In the heat of finals last semester I received a call from a friend at Columbia University asking me to come on a volunteer mission to the Jewish communities of Argentina and Uruguay. With blind faith that the mission would be a success, and knowing that this would be one of the last truly flexible summers I would be able to travel the world, I signed on.The objective of our mission was clear. Due to Argentina's recent economic collapse and the subsequent extreme devaluation of the peso, there is currently an inflated amount of poverty within the large South American republic. We were a group of 48 Jewish students from around the country going specifically to provide aid for the Jews of Argentina with a brief excursion into Uruguay.

[Author's Note: While the volunteer work was valuable, enlightening and defiantly the emphasis of our trip, I am going to focus more on our recreational run-ins with the Argentine culture. At the risk of sounding callous, exploring the new country and its culture were what truly made my trip worth it.]

While volunteering during the daytime hours, we took the afternoons and nights to explore this new and interesting place. Our first trip to a bowling alley may shed some light on where Argentina stands technologically (this barring Buenos Aires, which to me felt no different than New York).

As I bowled the first frame, I noticed that there was nothing electrical about the place. All of a sudden, a man - suspended upside down on something resembling a trapeze - lowered himself down beside the pins and manually reset them.

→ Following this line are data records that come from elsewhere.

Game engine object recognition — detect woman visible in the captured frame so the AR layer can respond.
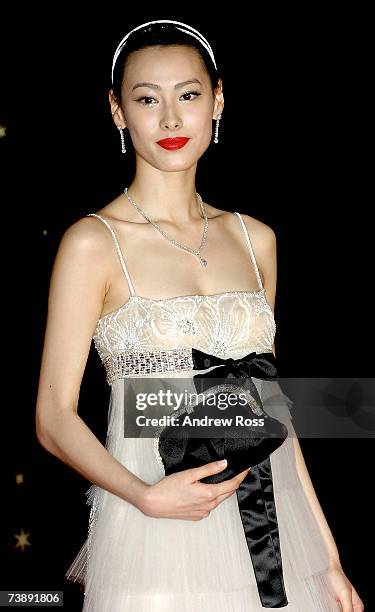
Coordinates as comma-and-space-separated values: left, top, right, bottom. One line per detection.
36, 20, 363, 612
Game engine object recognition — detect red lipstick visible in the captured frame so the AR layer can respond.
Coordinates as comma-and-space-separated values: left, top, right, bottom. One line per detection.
157, 136, 190, 150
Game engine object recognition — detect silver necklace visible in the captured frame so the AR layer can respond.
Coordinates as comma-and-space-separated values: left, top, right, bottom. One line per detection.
124, 187, 208, 266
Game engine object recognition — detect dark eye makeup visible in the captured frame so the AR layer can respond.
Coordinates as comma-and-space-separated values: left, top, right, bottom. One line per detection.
136, 91, 202, 106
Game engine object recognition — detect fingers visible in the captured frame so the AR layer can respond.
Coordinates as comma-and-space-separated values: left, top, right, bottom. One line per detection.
187, 459, 231, 480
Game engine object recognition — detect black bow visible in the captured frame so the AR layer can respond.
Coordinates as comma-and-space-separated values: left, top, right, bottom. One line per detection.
192, 348, 288, 608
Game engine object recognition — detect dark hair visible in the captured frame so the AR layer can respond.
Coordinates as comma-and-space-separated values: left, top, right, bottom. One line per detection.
112, 23, 220, 101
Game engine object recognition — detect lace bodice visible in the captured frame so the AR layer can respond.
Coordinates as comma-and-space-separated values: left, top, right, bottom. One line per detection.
88, 213, 276, 382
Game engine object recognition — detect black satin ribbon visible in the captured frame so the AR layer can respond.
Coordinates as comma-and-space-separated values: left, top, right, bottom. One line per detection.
192, 348, 288, 608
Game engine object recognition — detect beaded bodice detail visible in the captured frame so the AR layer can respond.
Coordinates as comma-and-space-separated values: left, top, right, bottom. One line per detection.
86, 213, 276, 384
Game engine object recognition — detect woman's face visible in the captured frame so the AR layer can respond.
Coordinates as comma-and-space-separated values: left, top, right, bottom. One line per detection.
110, 46, 224, 170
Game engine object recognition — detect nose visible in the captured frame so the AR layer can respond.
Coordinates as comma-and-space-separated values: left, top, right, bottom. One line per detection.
160, 107, 182, 131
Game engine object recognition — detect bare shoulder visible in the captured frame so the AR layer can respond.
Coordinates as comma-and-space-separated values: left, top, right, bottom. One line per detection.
241, 213, 276, 250
54, 217, 111, 287
60, 217, 112, 255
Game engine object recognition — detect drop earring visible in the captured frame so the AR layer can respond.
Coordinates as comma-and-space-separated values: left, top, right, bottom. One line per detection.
214, 115, 221, 144
117, 125, 126, 153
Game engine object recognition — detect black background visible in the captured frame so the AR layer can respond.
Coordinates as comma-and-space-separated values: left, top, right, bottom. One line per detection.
0, 5, 375, 610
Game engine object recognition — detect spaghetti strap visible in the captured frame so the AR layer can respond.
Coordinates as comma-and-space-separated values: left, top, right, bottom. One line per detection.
86, 213, 136, 296
234, 212, 263, 289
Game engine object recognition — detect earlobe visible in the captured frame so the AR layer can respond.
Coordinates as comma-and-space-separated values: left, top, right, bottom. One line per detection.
108, 89, 126, 128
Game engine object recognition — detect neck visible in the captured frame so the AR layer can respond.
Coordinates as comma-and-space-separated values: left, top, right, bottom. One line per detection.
124, 167, 203, 225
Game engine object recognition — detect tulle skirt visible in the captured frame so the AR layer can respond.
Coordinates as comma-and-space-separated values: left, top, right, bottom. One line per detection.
65, 373, 341, 612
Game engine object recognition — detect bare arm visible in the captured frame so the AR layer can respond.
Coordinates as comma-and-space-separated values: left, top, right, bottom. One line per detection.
35, 218, 148, 506
244, 215, 341, 567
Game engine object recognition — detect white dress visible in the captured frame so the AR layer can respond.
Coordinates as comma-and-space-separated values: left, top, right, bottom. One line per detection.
65, 213, 341, 612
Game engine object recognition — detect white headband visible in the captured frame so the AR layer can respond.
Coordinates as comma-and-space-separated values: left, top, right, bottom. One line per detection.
111, 19, 217, 85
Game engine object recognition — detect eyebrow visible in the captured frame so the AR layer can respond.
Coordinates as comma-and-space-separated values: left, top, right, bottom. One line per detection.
132, 79, 202, 91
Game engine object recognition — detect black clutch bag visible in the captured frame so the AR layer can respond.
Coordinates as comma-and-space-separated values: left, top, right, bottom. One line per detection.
158, 376, 288, 483
155, 348, 288, 608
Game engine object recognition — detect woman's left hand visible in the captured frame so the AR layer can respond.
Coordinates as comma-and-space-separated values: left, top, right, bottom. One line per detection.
327, 565, 365, 612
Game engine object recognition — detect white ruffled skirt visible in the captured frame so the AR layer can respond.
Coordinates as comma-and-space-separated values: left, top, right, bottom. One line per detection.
65, 372, 341, 612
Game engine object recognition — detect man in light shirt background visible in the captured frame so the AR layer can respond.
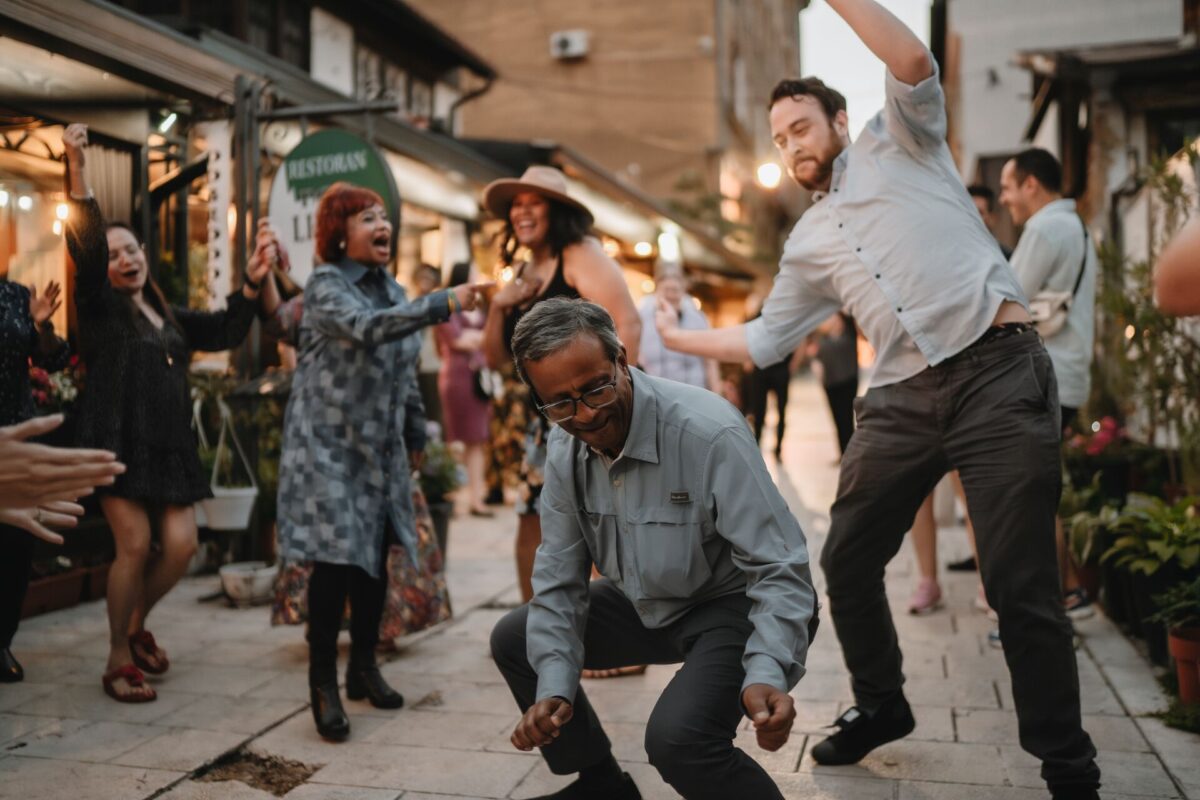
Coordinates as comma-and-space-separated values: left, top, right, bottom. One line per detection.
656, 0, 1100, 800
637, 270, 721, 393
1000, 148, 1097, 619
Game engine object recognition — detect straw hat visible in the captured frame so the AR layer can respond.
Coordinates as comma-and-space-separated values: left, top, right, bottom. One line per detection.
484, 166, 595, 224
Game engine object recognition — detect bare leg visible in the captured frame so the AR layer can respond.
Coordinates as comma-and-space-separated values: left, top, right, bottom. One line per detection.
908, 492, 942, 614
912, 494, 937, 582
517, 513, 541, 602
130, 506, 197, 634
100, 495, 154, 696
463, 444, 487, 511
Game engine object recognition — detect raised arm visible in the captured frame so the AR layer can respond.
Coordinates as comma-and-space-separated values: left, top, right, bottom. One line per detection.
62, 122, 110, 314
563, 237, 642, 363
827, 0, 934, 86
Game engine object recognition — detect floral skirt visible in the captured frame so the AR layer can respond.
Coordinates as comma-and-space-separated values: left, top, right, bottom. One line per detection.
271, 488, 451, 642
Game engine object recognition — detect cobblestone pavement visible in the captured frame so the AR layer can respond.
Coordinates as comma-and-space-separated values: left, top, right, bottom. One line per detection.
0, 379, 1200, 800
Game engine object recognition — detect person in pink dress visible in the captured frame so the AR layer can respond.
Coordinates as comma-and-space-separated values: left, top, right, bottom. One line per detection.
434, 261, 493, 517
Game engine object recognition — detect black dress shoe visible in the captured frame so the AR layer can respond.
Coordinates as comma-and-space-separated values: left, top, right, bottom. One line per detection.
812, 692, 917, 765
529, 772, 642, 800
946, 555, 979, 572
308, 681, 350, 741
0, 648, 25, 684
1050, 786, 1100, 800
346, 664, 404, 709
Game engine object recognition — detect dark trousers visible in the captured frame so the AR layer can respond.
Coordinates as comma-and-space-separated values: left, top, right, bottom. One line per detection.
492, 578, 784, 800
308, 561, 388, 686
821, 331, 1099, 787
0, 525, 34, 649
824, 377, 858, 456
749, 361, 792, 452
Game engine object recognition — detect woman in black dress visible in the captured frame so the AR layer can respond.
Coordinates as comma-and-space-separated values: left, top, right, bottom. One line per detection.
62, 125, 278, 703
0, 275, 68, 684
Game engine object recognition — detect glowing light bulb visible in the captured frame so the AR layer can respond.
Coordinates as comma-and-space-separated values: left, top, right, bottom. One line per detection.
757, 161, 784, 188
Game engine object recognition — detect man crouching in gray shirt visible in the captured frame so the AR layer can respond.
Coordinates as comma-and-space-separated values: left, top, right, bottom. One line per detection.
492, 299, 816, 800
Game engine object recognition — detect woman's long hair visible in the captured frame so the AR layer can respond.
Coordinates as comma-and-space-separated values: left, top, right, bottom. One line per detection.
500, 198, 592, 266
104, 222, 181, 330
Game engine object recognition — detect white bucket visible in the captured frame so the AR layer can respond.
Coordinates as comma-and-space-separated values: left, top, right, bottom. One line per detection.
218, 561, 278, 604
200, 486, 258, 530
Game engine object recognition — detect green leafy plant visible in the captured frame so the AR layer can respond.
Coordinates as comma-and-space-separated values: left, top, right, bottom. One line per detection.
420, 439, 462, 503
1100, 494, 1200, 576
1148, 576, 1200, 630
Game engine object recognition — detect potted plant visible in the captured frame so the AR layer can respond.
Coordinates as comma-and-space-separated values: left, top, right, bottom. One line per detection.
1151, 576, 1200, 704
1100, 494, 1200, 663
420, 439, 462, 555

The lack of technology didn't stop there, however. Driving without traffic lights and stop signs certainly gave our cab rides much bang for their buck. Every corner was a game of chicken, and without seatbelts we held on tight.

But perhaps the most appealing aspect of the Argentine culture was its casual feel. The people were warm, always offering to help and constantly reminding us of our "faster, less pleasant, hussle and bussle American styles of life." Truthfully, I didn't mind leaving my American pride behind as we watched coffee shops fill up during the day. There was a general emphasis on enjoying life that I have never felt in the United States.

One particular manifestation of the relaxed Argentine culture was the siesta. Eerily similar to those afternoon naps afforded to us in nursery school, siesta meant that every day - from noon until four - everyone closes shop and goes home for an afternoon break (to our disdain, this included such establishments as banks and post offices). A friend of mine on our trip repeatedly theorized that this "adult naptime" breeds a general lethargy and laziness among the masses. I liked this new idea.

Because they nap during the day, Argentineans sleep very few hours at night. In Buenos Aires there were entertainment establishments that did not open their doors until 1 a.m. or 2 a.m., which incidentally was the bedtime for the 10-year-old boy of one of our host families.

While talking of a trip to Argentina, it would be a crime to leave out one the country's main obsessions and bizarre practices. Argentineans love to Tango. As one would see beat-boxing or rapping on a given New York street, Argentine street musicians and performers set up shop - fully decked out in tuxedos and ballroom gowns - and dance in this highly refined manner waiting for change to be dropped in their hats.

Perhaps one of the most pleasant surprises to an American was the cost of goods and services in Argentina. Goods were cheap, but services were even cheaper. Horseback riding cost us five pesos for an hour - less than two dollars - and taxi rides were one tenth of the price they are in New York. Kosher steak dinners in Buenos Aires were five dollars for generously sized portions, and Internet usage was a mere 30 cents an hour. The devaluation of the peso took our dollars a long way.

With other excursions such as a tour of the famous Santa Fe beer factory, a soccer match and the famous Colon Theater, our trip was quite a window into the Argentine people and their way of life. So as our mission came to an end, I said goodbye to my "adult naptime" and our hazardous taxi rides. I knew that it was time to return to my "faster, less pleasant hussle and bussle American style of life.